Harcourt addressed a crowd of 120 municipal mayors and councillors, and talked about sustainability for communities, realizing a balance between social, economic and environmental values on the landscapes, and how to convert industrial brownfields into green communities.

The conference speakers challenged the communities throughout Southern Alberta to demonstrate leadership and seize the opportunities of Alberta’s growth and prosperity to invest in sustainability for the future of our communities.

Discovering highest value and best use development opportunities within our municipal boundaries is an important aspect of sustainable community development.

The beginning of this discovery process is the engagement of the public in a visioning session to assign values to municipal assets.

By assessing the social, economic, and environmental values of our neighbourhoods, we start to see opportunities for contiguous areas of green spaces and patterns of complimentary land uses, such as high-density residential with walkable commercial nodes, which by default start to raise the value of each independent component.

Within the regional planning process, we are also assigning values at a larger scale and discovering that the sustainability goals are much easier to assess once we determine both complimentary and competing land values.

The Cochrane Municipal Sustainability Plan has incorporated many of these types of value assessments and we are now looking at opportunities to implement and move forward with our sustainability goals.

In Cochrane, our inner-city development has been stalled because of the massive industrial brownfield site in the middle of our town, which has been in conflict with both light commercial and residential values.

By having already moved through the process of identifying the key social, economic and environmental values, our community is poised to move forward and assess potential complimentary values that can occur on the site.

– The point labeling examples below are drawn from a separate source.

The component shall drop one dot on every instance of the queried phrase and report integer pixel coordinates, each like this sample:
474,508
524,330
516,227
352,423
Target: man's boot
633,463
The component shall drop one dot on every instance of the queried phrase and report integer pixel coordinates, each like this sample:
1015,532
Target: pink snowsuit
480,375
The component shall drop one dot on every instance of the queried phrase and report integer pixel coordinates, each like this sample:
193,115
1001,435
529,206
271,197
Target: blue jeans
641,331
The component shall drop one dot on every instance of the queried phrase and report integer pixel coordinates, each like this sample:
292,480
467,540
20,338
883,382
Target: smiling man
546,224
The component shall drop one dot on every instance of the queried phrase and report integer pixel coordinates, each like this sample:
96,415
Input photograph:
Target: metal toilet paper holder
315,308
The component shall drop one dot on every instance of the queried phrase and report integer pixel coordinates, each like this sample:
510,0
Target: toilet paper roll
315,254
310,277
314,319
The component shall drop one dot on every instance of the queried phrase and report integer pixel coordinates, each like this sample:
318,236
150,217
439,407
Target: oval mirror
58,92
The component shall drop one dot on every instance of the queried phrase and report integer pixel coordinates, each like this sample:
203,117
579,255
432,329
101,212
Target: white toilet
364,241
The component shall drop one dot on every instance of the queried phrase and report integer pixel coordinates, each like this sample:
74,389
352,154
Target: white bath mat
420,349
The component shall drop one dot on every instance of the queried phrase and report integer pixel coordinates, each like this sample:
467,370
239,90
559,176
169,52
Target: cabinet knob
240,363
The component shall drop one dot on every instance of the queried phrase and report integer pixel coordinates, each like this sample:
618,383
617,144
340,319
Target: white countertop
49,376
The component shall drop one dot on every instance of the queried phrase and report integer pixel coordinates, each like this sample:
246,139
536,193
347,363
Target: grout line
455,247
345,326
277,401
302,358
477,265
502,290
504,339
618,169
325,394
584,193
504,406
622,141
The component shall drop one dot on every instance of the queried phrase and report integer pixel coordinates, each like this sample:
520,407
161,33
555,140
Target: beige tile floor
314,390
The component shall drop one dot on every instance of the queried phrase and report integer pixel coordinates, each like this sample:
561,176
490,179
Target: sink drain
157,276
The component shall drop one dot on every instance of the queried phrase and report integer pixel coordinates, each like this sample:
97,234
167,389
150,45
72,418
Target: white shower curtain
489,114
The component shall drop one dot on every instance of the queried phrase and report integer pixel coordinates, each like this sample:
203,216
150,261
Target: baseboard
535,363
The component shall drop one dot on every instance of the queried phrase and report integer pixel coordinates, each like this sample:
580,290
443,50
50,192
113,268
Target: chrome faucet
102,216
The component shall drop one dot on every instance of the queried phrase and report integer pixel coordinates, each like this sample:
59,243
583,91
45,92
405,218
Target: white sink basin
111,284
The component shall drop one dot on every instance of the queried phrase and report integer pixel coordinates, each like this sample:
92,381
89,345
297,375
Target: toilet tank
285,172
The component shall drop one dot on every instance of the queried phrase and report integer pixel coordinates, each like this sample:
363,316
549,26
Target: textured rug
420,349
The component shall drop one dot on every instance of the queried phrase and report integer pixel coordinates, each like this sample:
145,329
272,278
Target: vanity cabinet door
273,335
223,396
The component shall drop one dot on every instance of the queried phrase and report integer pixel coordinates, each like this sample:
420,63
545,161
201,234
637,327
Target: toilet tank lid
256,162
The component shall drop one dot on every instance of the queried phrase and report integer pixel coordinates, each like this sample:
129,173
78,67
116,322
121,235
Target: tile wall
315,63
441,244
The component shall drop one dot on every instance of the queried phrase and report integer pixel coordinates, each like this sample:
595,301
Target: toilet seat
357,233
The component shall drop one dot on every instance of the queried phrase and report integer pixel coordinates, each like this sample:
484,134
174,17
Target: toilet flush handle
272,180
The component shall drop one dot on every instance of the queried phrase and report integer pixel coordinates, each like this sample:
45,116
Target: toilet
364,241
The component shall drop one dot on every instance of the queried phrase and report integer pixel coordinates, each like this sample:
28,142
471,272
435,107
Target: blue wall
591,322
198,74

We can start looking at the opportunities that complimentary land-use values can contribute to our community, such as high-density, low-impact housing supported by renewable energy, commercial nodes for technological or medical industries, and an arts and culture centre.

Leadership and innovative community design and development can occur when we start to discover the complimentary values on the landscape, but civic leadership is also critical to creating real solutions that align with our vision for sustainability.

Cochrane’s brownfield site has sat idle for almost a generation in Cochrane, and our citizens haven’t had the opportunity to realize the potential social, environmental or economic values to the community.

In 2009 the Town of Cochrane received a $6-million  grant from the Build Canada fund, a provincial-federal partnership initiative to help communities with growth infrastructure.

With a partnership with Springwood Developments in place, remediation plans being looked at by the province, and a Sustainability Plan endorsed by the community, all the right pieces are now in play to see some real progress on bringing the lands back into our community with vision and innovative sustainable solutions.

With a little bit of leadership, and some out-of-the-box thinking, perhaps Cochrane can make a bid for the “Greenest City on Earth!”

Lisa Fox is the founder and executive director of a local not-for-profit environmental management consulting firm. She also volunteers with the Cochrane Environmental Action Committee, the Bow River Basin Council, the Alberta Water Council and the Calgary Region Airshed Zone.